Project Group Three: Genomics
Led by: Dr. Matt Zawistowski
Electronic Health Records (EHRs) contain the clinical history for patients within a health system including diagnoses, lab results and medical procedures. Although originally intended for billing and record keeping, EHRs have become a popular data source for health-related research. The large sample sizes and broad scope of clinical variables provide limitless applications of EHR-based research. In this project, students will be given access to de-identified EHR data from Michigan Medicine. Students will work in small groups to develop a health-related question of interest and create an analytic dataset from the raw EHR data to address this question.
We will explore how clinical outcomes are defined based on combinations of information. For example, how longitudinal diagnoses and clinical lab results captured over time can be used to identify disease cases. Students will be given freedom to try various statistical techniques that interest them.

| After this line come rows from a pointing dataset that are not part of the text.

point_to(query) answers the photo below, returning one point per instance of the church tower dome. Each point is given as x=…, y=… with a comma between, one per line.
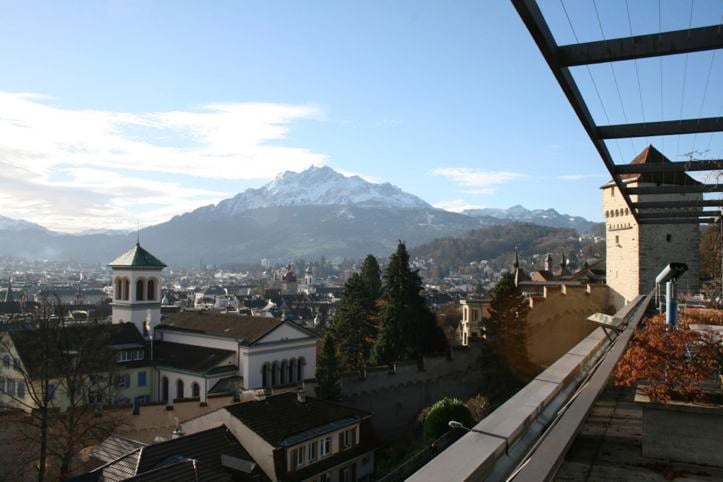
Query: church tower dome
x=137, y=289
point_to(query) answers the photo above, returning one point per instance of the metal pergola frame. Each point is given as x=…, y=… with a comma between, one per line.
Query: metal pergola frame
x=561, y=57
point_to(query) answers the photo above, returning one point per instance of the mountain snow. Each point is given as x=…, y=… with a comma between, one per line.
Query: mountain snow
x=10, y=224
x=318, y=186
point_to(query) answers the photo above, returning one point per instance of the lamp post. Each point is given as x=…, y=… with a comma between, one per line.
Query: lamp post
x=456, y=424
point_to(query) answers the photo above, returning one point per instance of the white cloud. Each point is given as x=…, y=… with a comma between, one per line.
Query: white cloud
x=457, y=205
x=71, y=169
x=475, y=181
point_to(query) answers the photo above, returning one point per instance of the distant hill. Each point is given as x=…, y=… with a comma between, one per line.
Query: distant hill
x=497, y=244
x=543, y=217
x=313, y=213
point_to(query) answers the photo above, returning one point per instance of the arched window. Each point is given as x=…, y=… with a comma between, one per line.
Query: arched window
x=179, y=389
x=284, y=372
x=151, y=289
x=164, y=389
x=292, y=370
x=274, y=374
x=300, y=369
x=265, y=376
x=139, y=290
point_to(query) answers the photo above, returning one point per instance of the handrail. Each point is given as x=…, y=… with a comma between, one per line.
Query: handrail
x=527, y=420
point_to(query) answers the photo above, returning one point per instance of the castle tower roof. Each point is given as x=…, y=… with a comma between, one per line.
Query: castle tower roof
x=650, y=155
x=137, y=257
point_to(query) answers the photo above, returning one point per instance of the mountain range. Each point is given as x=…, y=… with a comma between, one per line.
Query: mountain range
x=316, y=212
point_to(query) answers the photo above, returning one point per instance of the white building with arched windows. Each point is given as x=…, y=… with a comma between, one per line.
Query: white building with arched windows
x=199, y=353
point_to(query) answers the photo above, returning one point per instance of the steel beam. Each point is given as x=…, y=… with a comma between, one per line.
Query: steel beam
x=662, y=167
x=675, y=189
x=678, y=204
x=662, y=128
x=679, y=221
x=677, y=214
x=535, y=22
x=642, y=46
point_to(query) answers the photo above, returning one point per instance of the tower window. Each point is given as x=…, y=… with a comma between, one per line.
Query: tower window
x=151, y=290
x=139, y=290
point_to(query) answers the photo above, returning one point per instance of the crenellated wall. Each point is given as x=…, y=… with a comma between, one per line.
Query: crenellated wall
x=557, y=320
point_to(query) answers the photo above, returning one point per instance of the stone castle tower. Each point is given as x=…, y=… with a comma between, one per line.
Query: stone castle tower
x=137, y=289
x=636, y=253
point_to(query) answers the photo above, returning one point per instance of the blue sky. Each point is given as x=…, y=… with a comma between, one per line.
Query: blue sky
x=117, y=112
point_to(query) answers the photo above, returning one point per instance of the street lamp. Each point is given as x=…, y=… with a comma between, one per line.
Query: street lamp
x=456, y=424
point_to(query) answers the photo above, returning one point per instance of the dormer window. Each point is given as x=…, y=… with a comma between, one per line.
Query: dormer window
x=129, y=355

Project Group Four: Machine Learning
Led by: Dr. Nikola Banovic
Delivering Behavior-based Healthcare Interventions at Home to People with Multiple Sclerosis
People with Multiple sclerosis (MS), a progressive autoimmune disease of the central nervous system, experience physical impairment and chronic pain, fatigue, depressed mood, and cognitive problems. Such poor symptoms are often related to numerous negative outcomes, including employment, disability, social impairment, life satisfaction, interference with daily activities, general mental and physical health, and community integration. Interventions that target the most severe or impactful symptoms could guide timing of medications and selection of self-management strategies, and minimize treatments when they are not needed. Such interventions could improve patients’ healthcare outcomes to improve their quality of life and functional ability. However, research has shown that the most impactful symptoms in MS change daily within a person, which makes it challenging to deliver MS interventions to patients at their home. Students will explore a set of Behavior Modeling and Machine Learning techniques to automatically detect, extract, and capture unique patterns of daily changes of most impactful symptoms and behaviors of patients with MS and relate them with their healthcare outcomes. They will use the models they built to understand the relationship between patients' symptoms, different home-based interventions and self-management strategies, and their outcomes. Example code and implementation will be largely conducted in Python, but will rely on external packages/libraries. Students will be guided through the full "data intensive science" pipeline from data extraction to preprocessing, model selection, evaluation, interpretation and visualization of results. Students will experience firsthand opportunities to create models that will inform the design of future technologies that deliver new behavior-based interventions and prevention strategies to patients to improve their healthcare outcomes in a way that increases health access and equity.
Project Group Five: Infectious Diseases
More information will be available soon.